Question

show your solutions.

1. what are the center and radius of

(a) $x^{2}+y^{2}=26$?
(b) $(x + 5)^{2}+(y - 4)^{2}=12$?

1. what is the equation of a circle with diameter 8 and center at the origin?

Explanation:

Step1: Recall the standard form of a circle equation

The standard - form of a circle equation is $(x - a)^2+(y - b)^2=r^2$, where $(a,b)$ is the center of the circle and $r$ is the radius.

Step2: Solve part (a) of question 1

For the equation $x^{2}+y^{2}=26$, we can rewrite it as $(x - 0)^2+(y - 0)^2=\sqrt{26}^2$. So the center $(a,b)=(0,0)$ and the radius $r = \sqrt{26}$.

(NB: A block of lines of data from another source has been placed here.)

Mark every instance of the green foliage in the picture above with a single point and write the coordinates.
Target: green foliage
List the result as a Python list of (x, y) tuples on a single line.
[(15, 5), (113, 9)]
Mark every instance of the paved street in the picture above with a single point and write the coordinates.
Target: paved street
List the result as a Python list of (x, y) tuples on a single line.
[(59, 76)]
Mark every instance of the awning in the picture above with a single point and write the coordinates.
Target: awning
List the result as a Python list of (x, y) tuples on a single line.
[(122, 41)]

Step3: Solve part (b) of question 1

For the equation $(x + 5)^2+(y - 4)^2=12$, comparing with the standard form $(x - a)^2+(y - b)^2=r^2$, we have $a=-5$, $b = 4$ and $r=\sqrt{12}=2\sqrt{3}$. So the center is $(-5,4)$ and the radius is $2\sqrt{3}$.

Step4: Solve question 2

Given the diameter $d = 8$, then the radius $r=\frac{d}{2}=4$ and the center is at the origin $(0,0)$. Using the standard - form of the circle equation $(x - a)^2+(y - b)^2=r^2$, substituting $a = 0$, $b = 0$ and $r = 4$, we get $x^{2}+y^{2}=16$.

Answer:

1. (a) Center: $(0,0)$, Radius: $\sqrt{26}$

(b) Center: $(-5,4)$, Radius: $2\sqrt{3}$

1. $x^{2}+y^{2}=16$